[H-HALO, CIA.]
Stacya telah beralih ke kamarnya. Dia merasa lega, akhirnya Johnny mengangkat panggilan telepon yang sudah ke sekian kali dia lakukan. Gendang telinganya hampir pecah mendengar nada sambung yang terus-menerus diperdengarkan sebelum panggilan itu terjawab.
“Johnny, tolong jawab dengan jujur ya. Sebenarnya, apa yang terjadi sama Aa? Kenapa sikapnya aneh banget? Dia nggak pernah kayak gini sebelumnya.” Stacya menggelengkan kepala.
[Aa dalam masalah besar, Cia. T-tapi gue—]
Johnny yang berbicara terbata-bata membuat Stacya geregetan. Langsung saja dia memotong kalimat lelaki itu dengan decak sinisnya. "Masalah besar? Ambil sikap, dong. Lo itu manajernya Aa. Gue nggak mau tahu, ya, pokoknya—”
[Gue bisa jelaskan, Cia. Jadi gini ….]
Tadi siang, di salah satu studio di gedung Chatalk, Star masuk ke dalam bingkai acara interviu yang sebentar lagi akan dimulai. Sambil menunggu Maresha, si tidak bisa diam itu menjajal bangku besi berbentuk lingkaran yang merupakan properti syuting. Johnny diam-diam memerhatikan dari balik layar bersama beberapa kru. Memangnya enak! Banyak gaya, sih! Dia terkekeh mendapati Star hampir terjengkang dari bangku, tanpa menyambangi artis yang mencoba memberitahukan sesuatu dengan bahasa tubuh.
“Bangkunya berbahaya, nih! Nggak bisa dipakai. Bilang ke tim artistiknya, Bang!” Star menyilangkan kedua tangannya.
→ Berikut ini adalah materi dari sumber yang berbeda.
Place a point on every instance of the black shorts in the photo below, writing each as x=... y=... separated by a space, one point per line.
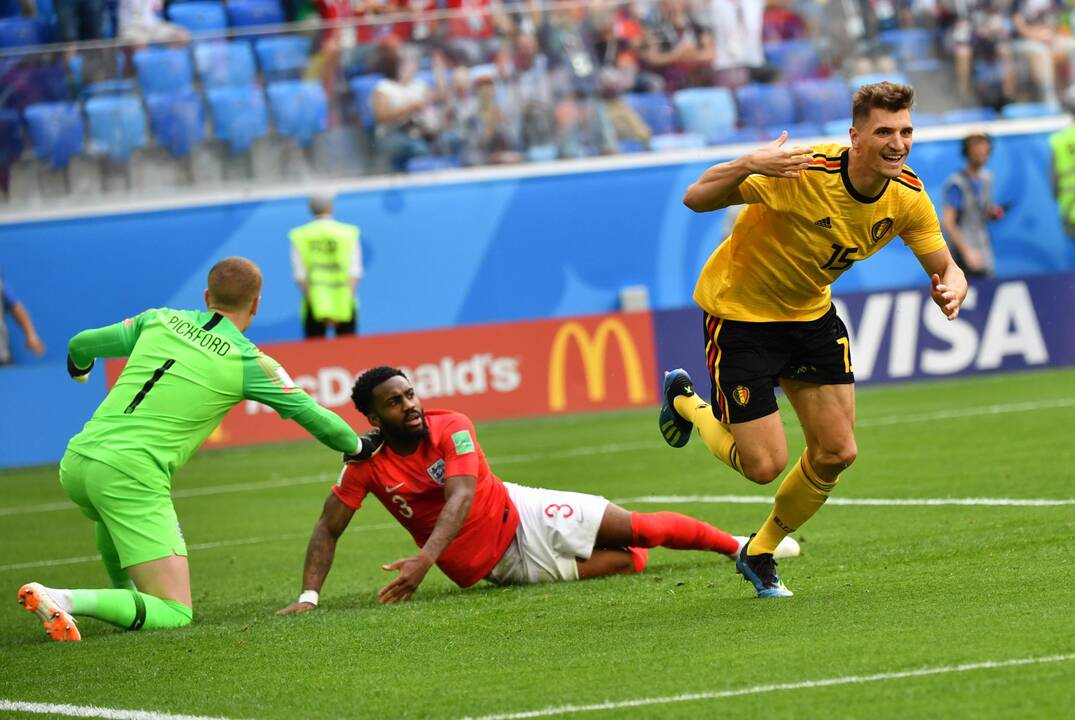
x=747 y=359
Lokasi syuting sedang tidak kondusif. Para kru mondar-mandir ke sana kemari sambil memberi instruksi dengan suara yang tidak pelan. Telinga Johnny yang terlalu sering disumpal earphone, mana bisa berfungsi secara maksimal dalam kondisi seperti itu. Star gelisah melihat Maresha makin dekat ke arah set. Gawat! Dia harus memberi tahu perempuan yang sibuk menebar senyuman sampai tidak sempat melihat wajahnya.
“Kenapa, sih? Sakit perut?” tanya Maresha, sekilas mengamati wajah Star. Tubuhnya yang ideal masih mengatur posisi enak di bangku itu.
Star beranjak dari bangku. “Sebentar, mau bilang ke tim artistik kalau—”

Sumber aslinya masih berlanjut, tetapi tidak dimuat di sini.